A Month Ago, I Challenged LLM Models – They Had to Predict Whether a Fort Knox Audit Would Happen

2025-04-08 | By Mariusz Jażdżyk

A Month Ago, I Challenged LLM Models – They Had to Predict Whether a Fort Knox Audit Would Happen

A month ago, I challenged several LLM models to predict whether a Fort Knox audit would take place. Interestingly, all models predicted the course of events, though they differed in tone and approach.

Does AI truly infer accurately, or is it simply winning due to its cautiousness? Let’s revisit the test...

I published a comparison of responses from several AI models – both free and paid – to questions about a possible audit of gold at Fort Knox and its potential impact on the market. They differed in the way they formulated their answers, but all models agreed that the audit was unlikely to occur. Source: Link

Today, we know: [for now] the audit hasn’t happened.

Some models signaled possible market volatility, even short-term increases. And indeed – the dollar weakened to 1/3000th of an ounce of gold. This is no longer just "volatility" – it’s a breakthrough.

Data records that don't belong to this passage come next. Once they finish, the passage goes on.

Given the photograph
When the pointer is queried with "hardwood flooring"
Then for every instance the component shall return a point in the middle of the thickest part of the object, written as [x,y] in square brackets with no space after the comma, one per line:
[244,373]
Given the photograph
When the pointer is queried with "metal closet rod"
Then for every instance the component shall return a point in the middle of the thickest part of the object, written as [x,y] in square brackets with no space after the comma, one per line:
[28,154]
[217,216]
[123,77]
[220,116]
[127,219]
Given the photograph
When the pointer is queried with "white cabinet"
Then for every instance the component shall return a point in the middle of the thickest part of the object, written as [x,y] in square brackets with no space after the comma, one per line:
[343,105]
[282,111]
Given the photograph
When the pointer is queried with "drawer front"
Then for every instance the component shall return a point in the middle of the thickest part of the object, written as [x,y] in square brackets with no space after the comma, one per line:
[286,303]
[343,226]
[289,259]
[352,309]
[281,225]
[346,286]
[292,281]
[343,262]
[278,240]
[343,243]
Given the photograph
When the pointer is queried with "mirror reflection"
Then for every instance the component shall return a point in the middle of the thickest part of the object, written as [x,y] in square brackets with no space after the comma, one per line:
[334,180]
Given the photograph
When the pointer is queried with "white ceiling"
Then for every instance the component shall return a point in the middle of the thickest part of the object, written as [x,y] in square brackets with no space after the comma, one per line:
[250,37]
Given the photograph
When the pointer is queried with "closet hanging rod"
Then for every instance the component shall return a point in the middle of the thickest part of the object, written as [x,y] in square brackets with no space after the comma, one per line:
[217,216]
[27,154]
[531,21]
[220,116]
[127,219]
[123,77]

What does this say about the models themselves?

Generative AI is used in many areas – from coding to writing texts. We mainly evaluate models based on style, coherence, and creativity. However, we rarely test them as predictive tools that analyze the dynamically changing reality.

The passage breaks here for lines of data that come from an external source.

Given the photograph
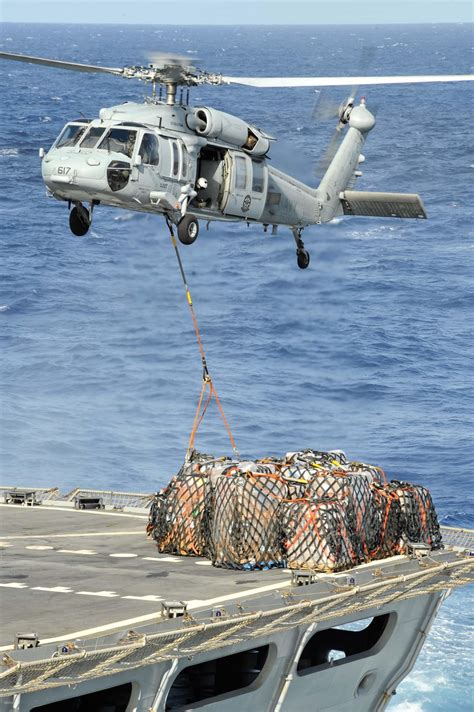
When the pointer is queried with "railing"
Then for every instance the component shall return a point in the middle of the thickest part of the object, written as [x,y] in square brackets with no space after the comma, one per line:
[190,637]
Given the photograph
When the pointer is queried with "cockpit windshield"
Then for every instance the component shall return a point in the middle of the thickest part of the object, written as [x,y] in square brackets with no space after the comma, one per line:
[92,137]
[70,135]
[119,141]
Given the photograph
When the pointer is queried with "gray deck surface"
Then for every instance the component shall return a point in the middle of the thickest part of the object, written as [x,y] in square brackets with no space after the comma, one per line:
[66,571]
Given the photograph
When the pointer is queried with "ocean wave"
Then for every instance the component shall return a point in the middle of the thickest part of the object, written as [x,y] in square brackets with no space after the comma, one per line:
[9,151]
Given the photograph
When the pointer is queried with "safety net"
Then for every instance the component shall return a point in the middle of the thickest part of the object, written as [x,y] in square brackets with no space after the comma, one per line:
[309,509]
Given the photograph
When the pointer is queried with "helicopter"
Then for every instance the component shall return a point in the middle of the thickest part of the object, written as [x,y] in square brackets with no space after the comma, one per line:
[188,163]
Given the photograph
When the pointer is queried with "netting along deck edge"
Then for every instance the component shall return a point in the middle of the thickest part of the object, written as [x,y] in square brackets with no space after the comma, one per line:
[193,637]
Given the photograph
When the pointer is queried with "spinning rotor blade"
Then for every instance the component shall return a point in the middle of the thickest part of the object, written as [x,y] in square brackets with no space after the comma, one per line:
[75,66]
[273,82]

Yet, true intelligence should be about more than just reproducing the past – it should understand where the world is heading.

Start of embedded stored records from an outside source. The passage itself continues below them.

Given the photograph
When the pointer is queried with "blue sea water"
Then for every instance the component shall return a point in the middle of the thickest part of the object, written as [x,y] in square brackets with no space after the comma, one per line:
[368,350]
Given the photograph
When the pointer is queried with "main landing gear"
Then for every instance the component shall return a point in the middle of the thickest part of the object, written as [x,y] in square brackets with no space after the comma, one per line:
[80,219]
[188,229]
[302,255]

Conclusions: - The audit didn’t happen – the models were right. - Gold increased – some models predicted the growth potential. - Deepseek and OpenAI’s O1 reasoning stood out for originality and accuracy.

It was a quick, cheap, and interesting experiment. Should we continue testing models for real-time predictions? In my opinion – not necessarily. Models see more and more, but it is humans who make the decisions. Even if they’re wrong, it’s crucial they don’t lose.


Author: Mariusz Jażdżyk

Lecturer at Kozminski University, author of the book “Chief Data Officer,” specializing in building data-driven organizations. He supports startups in the practical implementation of data strategies and AI solutions.